The idea that you can criticize a company for being insincere or hypocritical in its values should be thought of as separate to general support acceptance by companies of pride and the societal impact it has. The general support is always an overall good thing in comparison to the alternative.
What I think happened somewhere along the line was people were made to conflate the two, the discussion became framed in such a way that it was implicitly accepted that you couldn't criticize the insincereity without also taking the position that companies can't have values and shouldn't take positions on social issues.
But that last concept is actually quite a far-right sort of notion. You see people using the same argument for why it's ok for companies to externalize their costs and do things like use slave labor etc. "A company can't be moral or have values, it's only there to make profit." is a lie that has been trojan-horsed into the discussion about pride.

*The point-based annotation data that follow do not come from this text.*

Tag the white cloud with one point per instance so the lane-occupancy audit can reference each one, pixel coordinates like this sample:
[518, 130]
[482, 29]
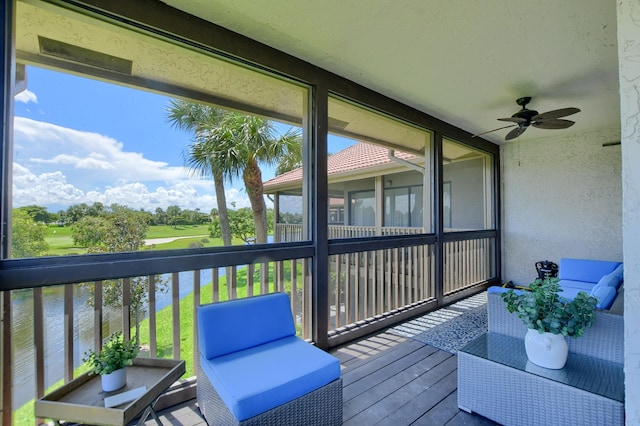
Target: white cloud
[57, 167]
[101, 158]
[53, 189]
[26, 96]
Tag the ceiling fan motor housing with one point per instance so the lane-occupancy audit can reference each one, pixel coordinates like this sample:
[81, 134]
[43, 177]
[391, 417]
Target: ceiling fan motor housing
[524, 113]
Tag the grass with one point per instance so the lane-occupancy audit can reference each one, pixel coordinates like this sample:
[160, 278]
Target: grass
[164, 328]
[60, 239]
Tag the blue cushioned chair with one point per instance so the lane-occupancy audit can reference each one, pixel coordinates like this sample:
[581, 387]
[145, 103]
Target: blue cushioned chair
[254, 370]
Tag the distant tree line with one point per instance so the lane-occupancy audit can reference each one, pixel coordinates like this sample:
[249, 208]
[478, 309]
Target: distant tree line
[173, 215]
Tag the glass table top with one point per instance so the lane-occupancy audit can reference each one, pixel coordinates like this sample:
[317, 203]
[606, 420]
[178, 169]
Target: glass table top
[593, 375]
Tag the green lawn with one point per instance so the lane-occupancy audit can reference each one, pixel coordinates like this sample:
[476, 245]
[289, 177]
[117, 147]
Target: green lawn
[61, 243]
[162, 231]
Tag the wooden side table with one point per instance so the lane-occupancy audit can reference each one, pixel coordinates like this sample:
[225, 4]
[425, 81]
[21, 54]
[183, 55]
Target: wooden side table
[82, 399]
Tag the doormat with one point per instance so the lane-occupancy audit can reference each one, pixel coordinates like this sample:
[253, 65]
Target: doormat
[450, 328]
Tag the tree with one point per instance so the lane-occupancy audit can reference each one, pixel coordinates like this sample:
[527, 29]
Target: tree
[118, 229]
[89, 231]
[241, 221]
[200, 119]
[173, 215]
[27, 236]
[38, 213]
[243, 142]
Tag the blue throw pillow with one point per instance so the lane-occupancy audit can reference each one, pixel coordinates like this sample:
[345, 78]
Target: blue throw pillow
[619, 272]
[609, 280]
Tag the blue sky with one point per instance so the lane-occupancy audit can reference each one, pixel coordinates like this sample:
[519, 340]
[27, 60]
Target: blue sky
[79, 140]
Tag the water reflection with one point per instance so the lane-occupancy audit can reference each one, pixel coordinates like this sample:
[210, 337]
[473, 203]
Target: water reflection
[83, 320]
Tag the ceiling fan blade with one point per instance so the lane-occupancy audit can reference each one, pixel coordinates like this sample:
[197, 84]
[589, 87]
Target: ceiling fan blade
[489, 131]
[515, 133]
[556, 113]
[553, 124]
[514, 119]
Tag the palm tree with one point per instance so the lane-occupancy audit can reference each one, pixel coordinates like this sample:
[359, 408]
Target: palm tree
[200, 119]
[243, 142]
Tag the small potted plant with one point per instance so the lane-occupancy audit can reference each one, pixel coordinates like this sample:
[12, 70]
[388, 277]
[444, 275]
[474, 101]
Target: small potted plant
[111, 362]
[550, 318]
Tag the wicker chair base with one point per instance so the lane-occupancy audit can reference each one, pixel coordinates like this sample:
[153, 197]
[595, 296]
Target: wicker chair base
[322, 407]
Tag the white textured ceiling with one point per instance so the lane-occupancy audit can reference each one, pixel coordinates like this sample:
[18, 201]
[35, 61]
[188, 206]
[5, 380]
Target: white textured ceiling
[462, 61]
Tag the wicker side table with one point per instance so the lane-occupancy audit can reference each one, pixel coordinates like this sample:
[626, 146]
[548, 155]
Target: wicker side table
[496, 380]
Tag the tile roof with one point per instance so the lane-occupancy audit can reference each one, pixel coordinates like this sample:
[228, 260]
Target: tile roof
[355, 157]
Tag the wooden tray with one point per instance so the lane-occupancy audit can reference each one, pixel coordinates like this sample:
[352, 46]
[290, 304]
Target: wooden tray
[82, 399]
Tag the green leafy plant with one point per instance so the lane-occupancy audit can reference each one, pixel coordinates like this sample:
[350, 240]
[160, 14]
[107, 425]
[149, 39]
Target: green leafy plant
[543, 309]
[115, 354]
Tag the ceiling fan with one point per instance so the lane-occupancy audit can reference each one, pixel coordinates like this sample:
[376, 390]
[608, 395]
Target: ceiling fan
[528, 117]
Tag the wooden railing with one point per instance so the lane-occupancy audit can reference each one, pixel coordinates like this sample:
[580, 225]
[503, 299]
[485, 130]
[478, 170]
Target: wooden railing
[287, 232]
[367, 284]
[53, 326]
[467, 262]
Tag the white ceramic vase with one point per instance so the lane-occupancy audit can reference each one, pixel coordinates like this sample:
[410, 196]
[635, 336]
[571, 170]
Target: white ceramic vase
[115, 380]
[547, 350]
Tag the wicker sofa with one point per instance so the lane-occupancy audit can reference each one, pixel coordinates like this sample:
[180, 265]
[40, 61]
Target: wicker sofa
[496, 380]
[254, 370]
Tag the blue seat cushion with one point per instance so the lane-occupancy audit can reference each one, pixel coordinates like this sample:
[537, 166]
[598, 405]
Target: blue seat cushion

Companies do function to make profit, yes, but they are still made up of human beings who can and should be held morally accountable for the actions of the corporations. And profit can still be made without being immoral, perhaps not as much as easily, but mugging a person and stealing from them is also technically "easy" but we still consider it wrong, even if that mugger needs, generally, to make money to live.
The far-right excels at this kind of political framing of debate and public discussion. So much so that often times they get center or even left leaning people unwityingly adopting their terminology and the underlying implications that support their worldview. I don't think the center/left has done a good job of combatting or even understanding how framing is effecting our political discourse.
For clarity, I refer to an emphasised line in OP where I very clearly write that it occurred to me that it doesn't have to be meaningless and that I'm looking for examples where the better-case scenario happened.
Yea, I was broadly agreeing with your statement and expanding upon it, not so much challenging it.
The general idea I was going for is that even those who are anti-capitalist could benefit from acknowledging some of the nuance that has been lost in the discussion of corporate pride. Anti-capitalist sensibilities have been disingenuously co-opted to get people arguing against their own best interests (in the context of pride and lgbt acceptance).
The benefit of companies adopting pride is holistic, regardless of insincerity by some.
I could be confused myself though, and maybe misinterpreted some of what you were getting at.